Full Spectrum CBD, Broad Spectrum CBD and CBD Isolate
Size, Strength, and Types of CBD Tinctures
Sizes and Strength
Tinctures also come in a multitude of sizes, strengths and types. Thirty milliliters is the standard size, but they may also come in 15 or 60-millimeter sizes. Our goal is to provide potent products, so our standard strength includes 1000 milligrams of CBD and 2000 milligrams for extra strength. One dropperful of regular strength is equal to a 33-milligram dose. One extra strength dose equals 66 milligrams of CBD.
Full Spectrum CBD Tinctures
The three types of oils include full spectrum CBD, broad spectrum CBD and CBD isolate.Full spectrum CBD tinctures refer to oil that includes other organic plant compounds, including less than 0.3 percent THC that naturally comes from hemp. People often prefer full spectrum oils because it is believed that CBD works better when used with THC and other compounds, a biological event known as the entourage effect.
Broad Spectrum CBD Tinctures
Broad spectrum CBD refers to an extraction that includes CBD plus other plant compounds but without the THC. This option is for those who prefer THC free products.
CBD Isolate Tinctures
A CBD isolate tincture is pure CBD with no other plant compounds. Isolate tinctures also include coconut oil but are mostly tasteless. They are a versatile THC free option.
In a nutshell, deciding which of the three types of tinctures to buy boils down to whether or not someone prefers the inclusion or exclusion of THC and the inclusion or exclusion of additional plant compounds in their product. Each has its benefits and limitations, which you can read about in detail in our blog post about full spectrum CBD.
Beyond oil type, some full spectrum and broad spectrum tinctures are infused with flavors to enhance or mask the natural plant taste. We offer original, lemon, raspberry, and banana foster. These natural flavors are all organic and do not affect the CBD in any other way
We also provide CBG oil formulas in addition to CBD tinctures. CBG is short for cannabigerol, the molecule that eventually converts into all other cannabinoids found in hemp. While not as prevalent as CBD, CBG is more plentiful in young plants.

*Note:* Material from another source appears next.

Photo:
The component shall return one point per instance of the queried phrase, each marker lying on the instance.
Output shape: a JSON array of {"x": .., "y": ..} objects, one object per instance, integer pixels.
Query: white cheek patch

The two cannabinoids are thought to have similar effects and enhance each other when used together. (Read more about the differences between CBG vs. CBD on our blog.) Our CBG oil tincture includes a 1:1 ratio of CBG to CBD, resulting in a high-potency product.
Both our CBG oil and our CBD tincture undergo the same CO2 extraction process.
We describe our CBG tincture as an oil, rather than tincture, simply because the “G” in CBG can be elusive to the eye, we felt that using “oil” in this case would help alert our customers to the fact the cannabinoid included is CBG, not CBD. This is a perfect example of how the two terms, tincture and oil, can be used to mean the same thing.
These are the main components you should consider before buying a CBD oil tincture.
Extraction methods: CO2 or alcohol
The three types of oils: full spectrum, broad spectrum, and isolate
Cannabinoids: CBD, CBG or other compounds
Carrier oils: Usually coconut
Potency: Usually around 1000 milligrams per 30-milliliter bottle, but often come in extra strength options
Flavors: Original or infused with fruity, citrusy, or other flavors
If you understand all of these factors, then you will know how to buy the right tincture for you.